Tujuan PUG Kementerian Keuangan, adalah:

  1. Memastikan seluruh kebijakan, program dan kegiatan Kementerian keuangan telah adil dan setara bagi perempuan dan laki-laki.
  2. Memastikan adanya keberlanjutan, pelestarian dan pengembangan kualitas penyelenggara PUG di Kementerian Keuangan.
  3. Memastikan bahwa seluruh jajaran Kementerian Keuangan memahami konsep, prinsip dan strategi PUG dalam penyelenggaraan pembangunan yang menjadi tugas, fungsi dan kewenangan Kementerian Keuangan.

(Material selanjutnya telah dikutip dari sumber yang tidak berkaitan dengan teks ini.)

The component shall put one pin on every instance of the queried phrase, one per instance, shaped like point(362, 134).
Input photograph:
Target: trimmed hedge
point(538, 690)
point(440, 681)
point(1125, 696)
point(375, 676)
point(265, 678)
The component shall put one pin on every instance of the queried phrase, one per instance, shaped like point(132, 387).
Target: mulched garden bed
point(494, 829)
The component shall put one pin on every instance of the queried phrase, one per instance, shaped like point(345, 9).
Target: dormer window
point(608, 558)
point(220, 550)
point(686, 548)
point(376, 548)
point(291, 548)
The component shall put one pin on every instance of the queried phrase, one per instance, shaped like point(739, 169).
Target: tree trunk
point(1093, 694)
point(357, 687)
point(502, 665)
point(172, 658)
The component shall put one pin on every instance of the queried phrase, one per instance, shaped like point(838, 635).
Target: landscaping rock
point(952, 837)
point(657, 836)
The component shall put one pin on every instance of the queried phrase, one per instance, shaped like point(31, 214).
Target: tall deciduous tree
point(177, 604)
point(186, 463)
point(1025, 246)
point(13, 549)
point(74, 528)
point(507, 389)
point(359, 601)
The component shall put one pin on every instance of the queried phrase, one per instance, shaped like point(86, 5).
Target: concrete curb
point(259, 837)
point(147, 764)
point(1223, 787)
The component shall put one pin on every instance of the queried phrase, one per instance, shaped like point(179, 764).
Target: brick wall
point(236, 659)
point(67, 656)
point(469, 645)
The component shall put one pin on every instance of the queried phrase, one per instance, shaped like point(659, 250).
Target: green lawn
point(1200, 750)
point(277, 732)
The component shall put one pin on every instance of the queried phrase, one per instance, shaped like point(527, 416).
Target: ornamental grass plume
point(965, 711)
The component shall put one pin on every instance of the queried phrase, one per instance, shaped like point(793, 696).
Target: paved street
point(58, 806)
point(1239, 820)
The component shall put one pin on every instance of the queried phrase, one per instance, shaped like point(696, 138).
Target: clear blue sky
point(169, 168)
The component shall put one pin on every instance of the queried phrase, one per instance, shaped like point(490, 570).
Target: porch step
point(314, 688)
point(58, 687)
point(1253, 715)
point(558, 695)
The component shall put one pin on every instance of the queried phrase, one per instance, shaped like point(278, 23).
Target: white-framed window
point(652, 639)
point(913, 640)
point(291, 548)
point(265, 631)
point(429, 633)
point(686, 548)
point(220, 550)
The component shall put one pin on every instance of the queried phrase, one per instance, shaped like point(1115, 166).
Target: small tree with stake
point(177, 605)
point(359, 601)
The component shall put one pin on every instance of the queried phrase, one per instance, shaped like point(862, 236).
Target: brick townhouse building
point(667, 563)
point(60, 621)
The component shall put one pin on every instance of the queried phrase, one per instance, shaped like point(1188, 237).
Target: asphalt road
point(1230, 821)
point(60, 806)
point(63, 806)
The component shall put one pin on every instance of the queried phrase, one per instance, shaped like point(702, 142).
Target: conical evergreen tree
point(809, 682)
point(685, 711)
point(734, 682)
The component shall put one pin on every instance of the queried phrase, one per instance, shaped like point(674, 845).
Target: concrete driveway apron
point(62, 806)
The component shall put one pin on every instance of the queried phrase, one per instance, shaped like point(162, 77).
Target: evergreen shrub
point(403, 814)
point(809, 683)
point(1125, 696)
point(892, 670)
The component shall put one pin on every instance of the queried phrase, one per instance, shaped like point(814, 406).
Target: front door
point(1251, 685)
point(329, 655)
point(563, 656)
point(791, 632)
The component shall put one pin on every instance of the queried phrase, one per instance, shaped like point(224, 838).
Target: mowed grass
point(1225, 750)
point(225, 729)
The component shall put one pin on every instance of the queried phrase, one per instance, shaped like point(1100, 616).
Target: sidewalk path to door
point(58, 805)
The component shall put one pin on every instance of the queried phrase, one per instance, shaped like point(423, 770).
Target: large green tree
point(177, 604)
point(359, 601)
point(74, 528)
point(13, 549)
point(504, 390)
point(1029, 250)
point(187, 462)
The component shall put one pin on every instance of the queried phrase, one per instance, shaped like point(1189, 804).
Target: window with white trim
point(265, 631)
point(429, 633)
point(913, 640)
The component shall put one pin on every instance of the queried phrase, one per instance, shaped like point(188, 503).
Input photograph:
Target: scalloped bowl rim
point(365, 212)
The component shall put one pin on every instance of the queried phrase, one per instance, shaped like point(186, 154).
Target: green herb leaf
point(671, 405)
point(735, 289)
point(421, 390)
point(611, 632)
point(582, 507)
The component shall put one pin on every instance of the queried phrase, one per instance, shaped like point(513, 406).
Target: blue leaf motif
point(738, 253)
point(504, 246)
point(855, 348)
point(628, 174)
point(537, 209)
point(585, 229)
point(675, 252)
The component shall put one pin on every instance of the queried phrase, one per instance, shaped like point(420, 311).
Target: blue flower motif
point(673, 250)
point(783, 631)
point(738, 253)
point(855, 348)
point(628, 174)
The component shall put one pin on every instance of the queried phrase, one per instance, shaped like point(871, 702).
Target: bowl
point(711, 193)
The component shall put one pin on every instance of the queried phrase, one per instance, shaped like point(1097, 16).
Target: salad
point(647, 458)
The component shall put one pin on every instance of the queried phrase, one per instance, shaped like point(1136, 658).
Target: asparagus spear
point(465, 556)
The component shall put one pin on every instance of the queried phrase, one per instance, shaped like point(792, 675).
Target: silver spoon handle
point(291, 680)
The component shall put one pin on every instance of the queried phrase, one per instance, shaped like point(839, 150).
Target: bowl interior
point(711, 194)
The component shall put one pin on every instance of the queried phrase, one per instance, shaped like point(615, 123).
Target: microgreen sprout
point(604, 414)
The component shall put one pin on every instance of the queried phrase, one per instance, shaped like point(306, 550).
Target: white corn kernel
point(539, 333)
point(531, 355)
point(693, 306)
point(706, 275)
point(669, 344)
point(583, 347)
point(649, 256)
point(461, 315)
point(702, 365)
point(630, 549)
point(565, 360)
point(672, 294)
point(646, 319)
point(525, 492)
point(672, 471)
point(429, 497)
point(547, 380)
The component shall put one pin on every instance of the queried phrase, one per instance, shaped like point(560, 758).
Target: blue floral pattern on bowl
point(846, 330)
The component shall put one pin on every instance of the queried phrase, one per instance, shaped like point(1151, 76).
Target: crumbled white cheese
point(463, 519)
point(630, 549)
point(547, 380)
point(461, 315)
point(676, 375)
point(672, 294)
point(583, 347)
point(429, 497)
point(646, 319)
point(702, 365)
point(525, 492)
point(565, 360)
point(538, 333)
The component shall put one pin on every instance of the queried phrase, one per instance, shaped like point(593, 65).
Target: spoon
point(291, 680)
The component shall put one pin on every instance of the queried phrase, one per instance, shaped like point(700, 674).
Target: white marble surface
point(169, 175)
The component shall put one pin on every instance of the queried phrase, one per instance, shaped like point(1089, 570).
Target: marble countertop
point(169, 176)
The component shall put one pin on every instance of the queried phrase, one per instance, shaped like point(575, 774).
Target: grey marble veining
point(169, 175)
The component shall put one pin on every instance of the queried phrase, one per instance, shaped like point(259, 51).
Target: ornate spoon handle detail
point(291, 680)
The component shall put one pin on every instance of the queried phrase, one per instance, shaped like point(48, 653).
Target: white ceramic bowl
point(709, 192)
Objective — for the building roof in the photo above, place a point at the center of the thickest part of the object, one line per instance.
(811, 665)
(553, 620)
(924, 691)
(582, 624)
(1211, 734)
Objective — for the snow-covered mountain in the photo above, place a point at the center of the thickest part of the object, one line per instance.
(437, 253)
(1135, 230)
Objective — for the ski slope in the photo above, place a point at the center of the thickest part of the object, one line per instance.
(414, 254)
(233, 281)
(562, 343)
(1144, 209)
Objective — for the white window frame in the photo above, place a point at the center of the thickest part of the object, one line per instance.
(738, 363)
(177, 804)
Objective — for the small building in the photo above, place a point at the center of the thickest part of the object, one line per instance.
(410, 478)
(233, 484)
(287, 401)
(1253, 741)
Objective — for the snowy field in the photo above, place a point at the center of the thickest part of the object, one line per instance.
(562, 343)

Dengan kerja keras yang dilakukan oleh seluruh jajaran Kementerian Keuangan, Kementerian Keuangan berhasil memperoleh beberapa penghargaan dalam mengimplementasikan PUG, antara lain:

  1. Anugerah Parahita Ekapraya tingkat Pratama (2009);
  2. Anugerah Parahita Ekapraya tingkat Madya (2010 & 2011);
  3. Anugerah Parahita Ekapraya tingkat Utama (2012 & 2013);
  4. Anugerah Parahita Ekapraya tingkat Mentor (2014, 2016 & 2018);
  5. Anugerah Parahita Ekapraya (APE) merupakan suatu bentuk pengakuan dari pemerintah atas komitmen dan peran pimpinan Kemeterian/Lembaga dalam upaya mewujudkan Keadilan dan Kesetaraan Gender.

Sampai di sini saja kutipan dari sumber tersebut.